Belgium (Brussels Morning Newspaper) France’s prosecutors have opened a preliminary investigation against United Arab Emirates General Ahmed Nasser Al-Raisi, who was appointed the new head of Interpol in November last year.
According to French judicial sources, prosecutors in charge of terrorism cases launched an inquiry into alleged torture and acts of barbarism committed by Al-Raisi, acting on a complaint lodged by the non-profit Gulf Centre for Human Rights (GCHR).
The GCHR submitted claims that Al-Raisi was among the people responsible for the torture of Ahmed Mansoor, an Emirati dissident arrested in 2017 under charges of “spreading false and misleading information” over the internet. Before his arrest, Mansoor was calling for universal and free elections in the UAE, and for legislative powers to be granted to the Federal National Council, a government advisory board.

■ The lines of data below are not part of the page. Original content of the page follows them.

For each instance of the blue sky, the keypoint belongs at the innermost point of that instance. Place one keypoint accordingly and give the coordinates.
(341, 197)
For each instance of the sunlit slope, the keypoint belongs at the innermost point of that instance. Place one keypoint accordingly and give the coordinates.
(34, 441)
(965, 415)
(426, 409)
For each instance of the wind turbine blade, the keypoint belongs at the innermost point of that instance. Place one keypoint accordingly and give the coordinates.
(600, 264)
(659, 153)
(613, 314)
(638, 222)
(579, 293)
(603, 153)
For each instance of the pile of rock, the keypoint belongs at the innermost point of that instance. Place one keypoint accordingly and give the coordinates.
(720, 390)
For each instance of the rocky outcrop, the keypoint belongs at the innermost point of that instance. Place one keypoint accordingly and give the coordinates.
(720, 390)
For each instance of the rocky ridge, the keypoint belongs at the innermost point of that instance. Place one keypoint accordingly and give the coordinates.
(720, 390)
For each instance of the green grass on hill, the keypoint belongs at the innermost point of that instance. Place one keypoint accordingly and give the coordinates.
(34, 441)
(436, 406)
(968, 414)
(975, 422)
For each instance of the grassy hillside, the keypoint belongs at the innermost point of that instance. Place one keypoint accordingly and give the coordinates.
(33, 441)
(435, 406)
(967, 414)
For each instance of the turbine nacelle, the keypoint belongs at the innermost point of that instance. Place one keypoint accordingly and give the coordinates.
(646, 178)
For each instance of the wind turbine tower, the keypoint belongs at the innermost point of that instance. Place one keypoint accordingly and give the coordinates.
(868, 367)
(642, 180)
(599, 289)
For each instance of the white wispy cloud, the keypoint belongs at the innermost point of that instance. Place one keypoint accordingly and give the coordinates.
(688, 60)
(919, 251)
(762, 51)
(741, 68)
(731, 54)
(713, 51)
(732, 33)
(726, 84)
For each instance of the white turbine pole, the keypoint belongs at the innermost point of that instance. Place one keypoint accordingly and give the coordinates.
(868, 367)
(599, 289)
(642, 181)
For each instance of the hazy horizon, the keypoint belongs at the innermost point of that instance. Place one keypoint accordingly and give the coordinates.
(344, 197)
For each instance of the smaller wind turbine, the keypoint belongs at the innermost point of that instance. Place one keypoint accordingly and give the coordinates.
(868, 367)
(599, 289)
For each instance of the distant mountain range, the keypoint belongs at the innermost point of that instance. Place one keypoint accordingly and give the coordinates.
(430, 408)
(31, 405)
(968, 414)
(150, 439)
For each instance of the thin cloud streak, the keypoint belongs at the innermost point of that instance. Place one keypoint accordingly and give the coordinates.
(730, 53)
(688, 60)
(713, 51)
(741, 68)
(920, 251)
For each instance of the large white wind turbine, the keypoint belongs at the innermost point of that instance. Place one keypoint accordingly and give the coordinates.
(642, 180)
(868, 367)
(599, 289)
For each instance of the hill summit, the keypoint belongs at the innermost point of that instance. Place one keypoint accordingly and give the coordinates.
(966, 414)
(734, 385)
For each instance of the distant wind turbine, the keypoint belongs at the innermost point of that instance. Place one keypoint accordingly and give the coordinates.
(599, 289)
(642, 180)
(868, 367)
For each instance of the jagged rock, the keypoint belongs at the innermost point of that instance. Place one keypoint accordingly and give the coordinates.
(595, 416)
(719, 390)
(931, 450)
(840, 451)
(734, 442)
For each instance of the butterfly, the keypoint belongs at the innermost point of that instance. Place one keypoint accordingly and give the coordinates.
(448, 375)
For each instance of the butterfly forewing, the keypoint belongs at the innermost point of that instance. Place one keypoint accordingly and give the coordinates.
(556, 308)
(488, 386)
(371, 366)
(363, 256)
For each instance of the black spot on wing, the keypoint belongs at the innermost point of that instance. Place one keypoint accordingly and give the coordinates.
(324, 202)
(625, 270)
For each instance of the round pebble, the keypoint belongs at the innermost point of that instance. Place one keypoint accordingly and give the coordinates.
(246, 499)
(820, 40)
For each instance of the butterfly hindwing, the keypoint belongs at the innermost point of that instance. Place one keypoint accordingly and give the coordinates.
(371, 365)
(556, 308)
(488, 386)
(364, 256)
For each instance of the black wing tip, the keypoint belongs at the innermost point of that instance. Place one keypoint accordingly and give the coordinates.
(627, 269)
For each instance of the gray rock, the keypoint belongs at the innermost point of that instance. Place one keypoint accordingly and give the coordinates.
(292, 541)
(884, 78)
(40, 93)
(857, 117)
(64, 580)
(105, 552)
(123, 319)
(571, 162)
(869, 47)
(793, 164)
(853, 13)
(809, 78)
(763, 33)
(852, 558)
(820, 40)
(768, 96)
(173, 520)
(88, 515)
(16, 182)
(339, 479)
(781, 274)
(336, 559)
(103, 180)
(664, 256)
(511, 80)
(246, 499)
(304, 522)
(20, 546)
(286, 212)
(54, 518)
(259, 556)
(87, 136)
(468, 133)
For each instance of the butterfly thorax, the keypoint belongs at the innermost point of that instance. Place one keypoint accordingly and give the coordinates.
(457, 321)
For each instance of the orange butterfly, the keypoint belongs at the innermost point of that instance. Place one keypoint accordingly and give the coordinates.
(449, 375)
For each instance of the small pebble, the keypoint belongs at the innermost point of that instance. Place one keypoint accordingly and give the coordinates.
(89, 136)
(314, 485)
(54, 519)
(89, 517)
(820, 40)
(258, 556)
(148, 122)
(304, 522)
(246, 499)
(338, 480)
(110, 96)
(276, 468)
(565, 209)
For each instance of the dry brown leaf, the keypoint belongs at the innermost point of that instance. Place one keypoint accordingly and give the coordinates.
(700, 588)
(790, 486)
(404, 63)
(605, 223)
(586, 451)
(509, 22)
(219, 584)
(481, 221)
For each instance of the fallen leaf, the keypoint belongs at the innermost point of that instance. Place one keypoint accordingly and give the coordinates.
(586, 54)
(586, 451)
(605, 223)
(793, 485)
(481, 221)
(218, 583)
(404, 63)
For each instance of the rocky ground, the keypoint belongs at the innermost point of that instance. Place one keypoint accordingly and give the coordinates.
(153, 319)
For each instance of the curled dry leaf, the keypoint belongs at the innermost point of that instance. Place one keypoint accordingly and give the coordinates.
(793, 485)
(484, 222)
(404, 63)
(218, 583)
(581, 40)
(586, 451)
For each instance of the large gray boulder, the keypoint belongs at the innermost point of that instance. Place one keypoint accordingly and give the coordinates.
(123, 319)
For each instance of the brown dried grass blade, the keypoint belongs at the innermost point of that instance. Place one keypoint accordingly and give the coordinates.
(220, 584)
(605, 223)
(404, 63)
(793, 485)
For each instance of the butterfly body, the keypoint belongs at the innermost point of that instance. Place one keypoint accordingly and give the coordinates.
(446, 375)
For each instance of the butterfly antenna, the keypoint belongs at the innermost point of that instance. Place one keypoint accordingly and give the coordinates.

Since his arrest, Mansoor has been held in solitary confinement in the al-Sadr prison in Abu Dhabi. Human rights groups charge that he has been deprived of basic necessities there and denied his rights even under the restrictive Emirati laws.
Treatment of Mansoor and other human rights activists and dissidents in the UAE was flagged as a serious issue ahead of the Interpol elections, in which at the time Al-Raisi was said to be a frontrunner. Despite international protests against his candidacy, he was ultimately appointed Interpol’s new president in a secret vote.
Human rights organizations warned that his appointment would open Interpol to the risk of being abused by authoritarian regimes, such as the UAE’s. Among the frequent complaints against Al-Raisi’s appointment were accusations that the Emirates had abused Interpol’s “red notice” system in order to collect debts and persecute dissidents.